Eine glutenarme Ernährung wird oft propagiert. Aber warum ist das so? Personen, die an Zöliakie leiden, müssen sich selbstverständlich strikt glutenfrei ernähren.  Bei dieser Krankheit kann der Dünndarm das Gluten aus Getreide nicht verarbeiten. Schon kleinste Mengen sind für Zöliakiebetroffene gefährlich, die Darmzotten entzünden sich. Sie müssen ein Leben lang ohne Roggen, Gerste, Dinkel, Einkorn und Emmer auskommen. Es wird geschätzt, dass circa ein Prozent der Bevölkerung an Zöliakie leidet. Eine Weizenallergie ist hingegen eine echte allergische Erkrankung. Das Immunsystem reagiert durch die Aufnahme von Weizen in der Nahrung.

Warum gesunde Menschen sich glutenarm ernährenNicht-Zöliakie-Weizensensitivität (NZWS)

Aber warum berichten so viele Personen, dass es ihnen besser geht, wenn sie glutenarme Nahrungsmittel zu sich nehmen obwohl sie weder Zöliakie haben noch Weizenallergiker sind? Viele Personen klagen nach dem Verzehr von Nudeln, Brötchen, Kuchen über Bauchschmerzen, Durchfall, Blähungen, Kopfschmerzen. Wenn eine Zöliakie und eine Weizenallergie ausgeschlossen wurden, sprechen Experten von einer fast nicht aussprechbaren Diagnose:  Nicht-Zöliakie-Weizensensitivität (NZWS) . Das Krankheitsbild ist umstritten weil die genauen pathophysiologischen Zusammenhänge ungeklärt sind.

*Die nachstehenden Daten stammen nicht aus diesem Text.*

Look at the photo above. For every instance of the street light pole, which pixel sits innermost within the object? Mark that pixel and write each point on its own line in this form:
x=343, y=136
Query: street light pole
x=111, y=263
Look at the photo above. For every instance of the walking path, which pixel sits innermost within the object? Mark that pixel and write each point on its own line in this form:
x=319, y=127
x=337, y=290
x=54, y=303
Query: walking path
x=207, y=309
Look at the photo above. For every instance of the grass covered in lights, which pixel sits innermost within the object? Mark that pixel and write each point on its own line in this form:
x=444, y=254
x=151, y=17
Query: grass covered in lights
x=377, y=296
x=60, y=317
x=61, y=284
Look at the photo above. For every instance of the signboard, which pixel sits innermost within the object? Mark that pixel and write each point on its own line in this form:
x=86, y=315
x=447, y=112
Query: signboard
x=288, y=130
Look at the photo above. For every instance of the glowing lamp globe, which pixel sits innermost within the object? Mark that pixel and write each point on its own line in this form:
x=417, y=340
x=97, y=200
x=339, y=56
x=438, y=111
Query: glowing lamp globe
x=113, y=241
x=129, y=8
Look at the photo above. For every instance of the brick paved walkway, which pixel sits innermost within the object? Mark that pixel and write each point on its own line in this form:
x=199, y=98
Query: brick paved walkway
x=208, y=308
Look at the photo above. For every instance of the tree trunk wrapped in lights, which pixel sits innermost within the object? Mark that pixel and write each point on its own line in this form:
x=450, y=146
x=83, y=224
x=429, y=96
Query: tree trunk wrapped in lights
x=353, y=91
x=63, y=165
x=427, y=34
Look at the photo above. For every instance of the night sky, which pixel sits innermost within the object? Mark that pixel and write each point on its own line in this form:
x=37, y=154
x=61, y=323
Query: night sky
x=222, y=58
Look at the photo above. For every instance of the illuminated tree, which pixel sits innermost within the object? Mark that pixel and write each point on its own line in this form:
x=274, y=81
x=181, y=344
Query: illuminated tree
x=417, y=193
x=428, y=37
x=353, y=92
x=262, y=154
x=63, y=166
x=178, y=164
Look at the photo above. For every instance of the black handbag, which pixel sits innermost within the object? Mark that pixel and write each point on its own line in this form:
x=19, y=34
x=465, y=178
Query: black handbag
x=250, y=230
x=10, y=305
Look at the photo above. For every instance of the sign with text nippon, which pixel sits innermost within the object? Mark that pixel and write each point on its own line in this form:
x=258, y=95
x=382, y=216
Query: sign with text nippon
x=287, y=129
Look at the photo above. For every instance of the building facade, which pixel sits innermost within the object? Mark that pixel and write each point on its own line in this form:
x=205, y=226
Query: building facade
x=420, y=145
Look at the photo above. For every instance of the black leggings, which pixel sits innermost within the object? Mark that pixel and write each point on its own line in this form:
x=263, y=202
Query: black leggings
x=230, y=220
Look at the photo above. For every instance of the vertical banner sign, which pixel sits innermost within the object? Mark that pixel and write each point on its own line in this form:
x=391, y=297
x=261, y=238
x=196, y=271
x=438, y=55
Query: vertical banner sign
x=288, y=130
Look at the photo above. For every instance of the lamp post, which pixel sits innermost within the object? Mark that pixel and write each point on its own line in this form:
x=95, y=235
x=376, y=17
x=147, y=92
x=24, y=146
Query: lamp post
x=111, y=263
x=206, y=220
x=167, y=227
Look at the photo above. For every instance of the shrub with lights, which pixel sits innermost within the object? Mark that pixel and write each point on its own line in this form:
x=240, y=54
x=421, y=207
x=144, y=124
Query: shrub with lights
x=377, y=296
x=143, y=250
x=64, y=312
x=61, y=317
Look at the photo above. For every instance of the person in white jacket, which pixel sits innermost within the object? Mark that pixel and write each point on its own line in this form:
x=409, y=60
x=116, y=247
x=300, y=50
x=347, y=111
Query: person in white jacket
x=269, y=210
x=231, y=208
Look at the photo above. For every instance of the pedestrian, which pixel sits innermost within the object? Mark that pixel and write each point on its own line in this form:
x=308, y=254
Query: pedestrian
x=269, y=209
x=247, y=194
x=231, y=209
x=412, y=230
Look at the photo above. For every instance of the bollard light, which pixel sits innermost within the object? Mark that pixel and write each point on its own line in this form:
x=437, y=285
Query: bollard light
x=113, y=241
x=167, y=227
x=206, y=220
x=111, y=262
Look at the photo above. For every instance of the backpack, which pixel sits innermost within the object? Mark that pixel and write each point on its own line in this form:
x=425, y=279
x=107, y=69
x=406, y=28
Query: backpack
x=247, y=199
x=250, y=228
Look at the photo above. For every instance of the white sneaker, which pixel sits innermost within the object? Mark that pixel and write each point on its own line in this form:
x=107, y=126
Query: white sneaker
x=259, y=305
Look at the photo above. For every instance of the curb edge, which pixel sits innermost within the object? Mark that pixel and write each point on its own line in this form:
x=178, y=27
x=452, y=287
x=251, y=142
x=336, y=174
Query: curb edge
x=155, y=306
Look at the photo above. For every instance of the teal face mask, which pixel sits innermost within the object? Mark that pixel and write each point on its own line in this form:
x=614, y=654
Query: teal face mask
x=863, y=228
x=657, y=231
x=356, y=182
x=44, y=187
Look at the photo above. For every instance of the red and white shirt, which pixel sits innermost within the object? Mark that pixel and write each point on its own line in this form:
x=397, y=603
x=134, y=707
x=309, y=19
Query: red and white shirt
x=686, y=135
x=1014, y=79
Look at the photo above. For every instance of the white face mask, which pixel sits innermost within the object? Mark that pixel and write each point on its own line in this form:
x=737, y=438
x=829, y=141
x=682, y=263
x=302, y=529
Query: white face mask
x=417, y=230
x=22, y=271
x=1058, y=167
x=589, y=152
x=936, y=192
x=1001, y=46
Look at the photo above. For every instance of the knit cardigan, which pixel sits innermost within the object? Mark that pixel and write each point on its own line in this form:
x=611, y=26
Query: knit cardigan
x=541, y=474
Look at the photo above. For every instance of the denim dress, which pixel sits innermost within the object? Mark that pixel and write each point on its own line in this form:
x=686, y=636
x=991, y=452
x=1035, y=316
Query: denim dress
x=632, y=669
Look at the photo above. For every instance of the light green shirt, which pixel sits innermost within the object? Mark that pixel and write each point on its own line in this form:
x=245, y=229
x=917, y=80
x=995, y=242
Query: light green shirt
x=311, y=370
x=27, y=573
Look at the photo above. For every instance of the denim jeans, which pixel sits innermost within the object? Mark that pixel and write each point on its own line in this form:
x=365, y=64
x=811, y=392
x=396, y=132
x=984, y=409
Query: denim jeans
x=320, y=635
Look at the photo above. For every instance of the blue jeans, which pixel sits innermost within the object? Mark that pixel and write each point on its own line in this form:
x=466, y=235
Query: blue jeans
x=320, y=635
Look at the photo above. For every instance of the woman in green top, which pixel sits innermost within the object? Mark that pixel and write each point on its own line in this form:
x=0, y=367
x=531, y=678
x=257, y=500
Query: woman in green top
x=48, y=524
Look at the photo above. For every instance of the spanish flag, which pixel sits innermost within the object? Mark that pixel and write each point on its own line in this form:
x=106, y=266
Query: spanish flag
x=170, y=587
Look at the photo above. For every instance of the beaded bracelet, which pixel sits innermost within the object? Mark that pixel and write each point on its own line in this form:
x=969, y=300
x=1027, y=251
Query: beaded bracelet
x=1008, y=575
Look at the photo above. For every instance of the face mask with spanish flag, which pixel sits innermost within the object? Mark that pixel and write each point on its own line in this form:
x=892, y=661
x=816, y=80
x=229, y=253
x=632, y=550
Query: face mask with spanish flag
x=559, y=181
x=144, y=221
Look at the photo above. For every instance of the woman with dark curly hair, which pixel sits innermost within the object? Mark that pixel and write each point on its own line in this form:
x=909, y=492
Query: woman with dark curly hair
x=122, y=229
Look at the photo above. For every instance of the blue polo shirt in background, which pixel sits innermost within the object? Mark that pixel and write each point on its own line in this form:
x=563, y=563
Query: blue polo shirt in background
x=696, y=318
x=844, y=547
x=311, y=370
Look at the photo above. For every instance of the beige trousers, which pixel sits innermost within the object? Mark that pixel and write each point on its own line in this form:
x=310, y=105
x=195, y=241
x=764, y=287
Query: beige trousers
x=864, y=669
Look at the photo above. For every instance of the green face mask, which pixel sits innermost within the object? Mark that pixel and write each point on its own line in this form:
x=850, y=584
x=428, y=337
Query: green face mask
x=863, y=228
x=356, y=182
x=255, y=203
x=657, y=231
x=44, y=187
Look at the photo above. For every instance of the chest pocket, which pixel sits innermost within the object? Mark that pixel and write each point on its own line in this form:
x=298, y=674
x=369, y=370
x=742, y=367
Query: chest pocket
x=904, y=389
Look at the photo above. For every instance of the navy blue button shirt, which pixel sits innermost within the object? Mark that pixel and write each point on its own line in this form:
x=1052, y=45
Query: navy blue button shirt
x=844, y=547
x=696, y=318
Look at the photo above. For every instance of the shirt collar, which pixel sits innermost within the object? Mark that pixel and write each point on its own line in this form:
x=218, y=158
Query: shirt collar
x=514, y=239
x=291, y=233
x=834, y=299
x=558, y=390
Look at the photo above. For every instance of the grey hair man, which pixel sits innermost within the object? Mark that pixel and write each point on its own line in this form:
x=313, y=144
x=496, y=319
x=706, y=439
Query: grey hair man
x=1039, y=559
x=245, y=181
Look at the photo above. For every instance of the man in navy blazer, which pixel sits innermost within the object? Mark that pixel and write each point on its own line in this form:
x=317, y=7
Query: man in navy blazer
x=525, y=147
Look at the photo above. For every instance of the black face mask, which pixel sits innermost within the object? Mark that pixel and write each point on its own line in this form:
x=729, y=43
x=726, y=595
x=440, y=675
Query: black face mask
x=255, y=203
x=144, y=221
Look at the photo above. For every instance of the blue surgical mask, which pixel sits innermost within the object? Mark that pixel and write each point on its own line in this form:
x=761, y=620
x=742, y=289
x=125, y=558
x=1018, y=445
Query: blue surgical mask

Es gibt aber Beobachtungen, dass sogenannte Amylase-Trypsin-Inhibitoren (ATI) eine Rolle spielen können. ATIs sind Proteine, die im Weizen und verwandten Getreidearten vorkommen. ATIs fungieren in der Natur als Abwehrstoffe gegen Insekten und Parasiten. Sie sind sehr resistent gegenüber der Proteinverdauung im Darm, sie aktivieren das Immunsystem und können Entzündungen im Körper hervorrufen!

Gibt es einen besonders gesunden Weizen?

Gibt es einen besonders gesunden Weizen?Es wird behauptet, dass moderne, Hochleistungsweizensorten besonders viel ATI enthalten. Andererseits gibt es auch alte Weizensorten, die hohe Konzentrationen an ATIs aufweisen.

Der Anbau, die Düngung, der Standort, das Klima und der Erntezeitpunkt  scheinen ebenfalls eine Rolle zu spielen. In Anbauversuchen wird aktuell noch untersucht, ob Bio-Weizen weniger ATI enthält. Schlussendliche Ergebnisse gibt es aber noch keine.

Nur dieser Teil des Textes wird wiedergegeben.